La MAS considère que l’émission d’une MNBC de détail à Singapour ne s’impose pas à l’heure actuelle, étant donné que le pays est doté de systèmes de paiement performants et jouit d’une large inclusion financière. Les systèmes de paiement électronique de détail sont rapides, efficaces et ne coûtent rien. Dans le même temps, une quantité résiduelle d’argent liquide reste en circulation, sans grand risque de disparaître. Néanmoins, la MAS met en place une infrastructure technologique qui permettrait l’émission de MNBC de détail si les conditions venaient à évoluer.
Situation future
Il ne faudrait pas être trop catégorique quant à l’issue de ces diverses innovations. Les banques centrales et les responsables de la réglementation bancaire doivent surveiller en permanence les tendances et les évolutions et adapter leurs politiques et leurs stratégies en conséquence.

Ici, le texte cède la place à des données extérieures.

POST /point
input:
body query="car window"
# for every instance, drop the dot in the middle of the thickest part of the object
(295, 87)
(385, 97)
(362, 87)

On peut toutefois imaginer un avenir dans lequel l’écosystème des actifs numériques deviendra un élément permanent du paysage financier, coexistant avec le système actuel basé sur les intermédiaires. Les monnaies fiduciaires traditionnelles continueront à dominer, mais il se peut que les jetons indexés privés sécurisés et les MNBC de gros jouent un rôle important dans le paiement et le règlement transfrontaliers. Les MNBC de détail pourraient fort bien devenir une petite composante de la base monétaire, à l’instar du rôle joué par les espèces aujourd’hui.
Les opinions exprimées dans la revue n’engagent que leurs auteurs et ne reflètent pas nécessairement la politique du FMI.